Please, God, no. Not that question. I gazed thoughtfully at the paintings for a few seconds, thought about tossing in words like “Cubist” and “Pointilist,” realized that they had absolutely nothing to do with amorphous blobs, and then just decided to come clean and take the honest approach.

“I don’t know,” I told her. “I don’t even have a vocabulary to talk about this, nor does my brain register what is going on. I am the least visually oriented person in the universe. I am fortunate if my socks match. But I’m so glad you do what you do, and that you have an opportunity to showcase your work.”

It wasn’t much of an answer, but it was the best I could do. And Emily was very gracious about it. But it made me realize how much I need to learn, and how very much against the grain this kind of learning is for me. In the last five years or so I’ve read several art history textbooks, trying my best to rectify a glaring deficiency in my assimilation of All Things Worth Knowing. But it simply doesn’t stick. I get the Caravaggios mixed up with the Tintorettos, the Klees mixed up with the Kandinskys. And none of them help me with beeswax.

In a few more months Kate and I will travel to Italy, where there is some Serious Art. And so, in addition to brushing up on rudimentary Italian, and trying to grasp the finer points of Tuscan Chiantis, I’m going to work on trying to keep my Florentine and Venetian masters straight. It’s still a losing proposition. I wish I had more of an intuitive feel for these things. But as it is, I’ll probably insult the natives by conflating Leonardo daVinci and Leonardo DiCaprio, Titanic and Titian, The Sistine Chapel and Sixteen Candles. At least I remember the soundtrack to Sixteen Candles.

2 comments:

Anonymous said...

Andy:

The Whitman genes certainly were distributed unevenly in this regard. I'm so extremely visual, I feel like I can't learn anything unless I see it.
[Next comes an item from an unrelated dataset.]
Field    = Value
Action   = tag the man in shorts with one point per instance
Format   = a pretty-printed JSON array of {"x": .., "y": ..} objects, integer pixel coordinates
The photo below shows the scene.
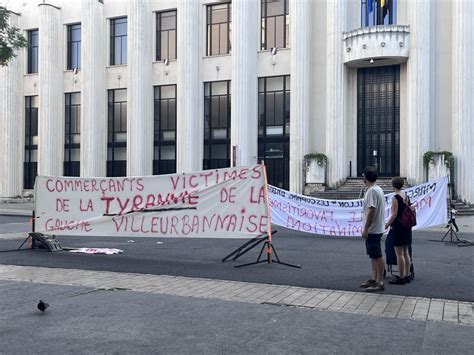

I can't even remember a name unless I see it written. The visual arts are definitely my favorites. But I'm more likely to be irritated by auditory input than enjoy it. Mark always notices the one or two times a year that I actually turn the stereo on.

Care to scramble some DNA? :)

-Libby

Jim Kelly said...

With my own 14-year-old son and a instinctively fashionable 8-going-on-18 daughter as reference points I have to say story #2 made me laugh out loud and will bob around in my memory banks for years to come, I'm sure.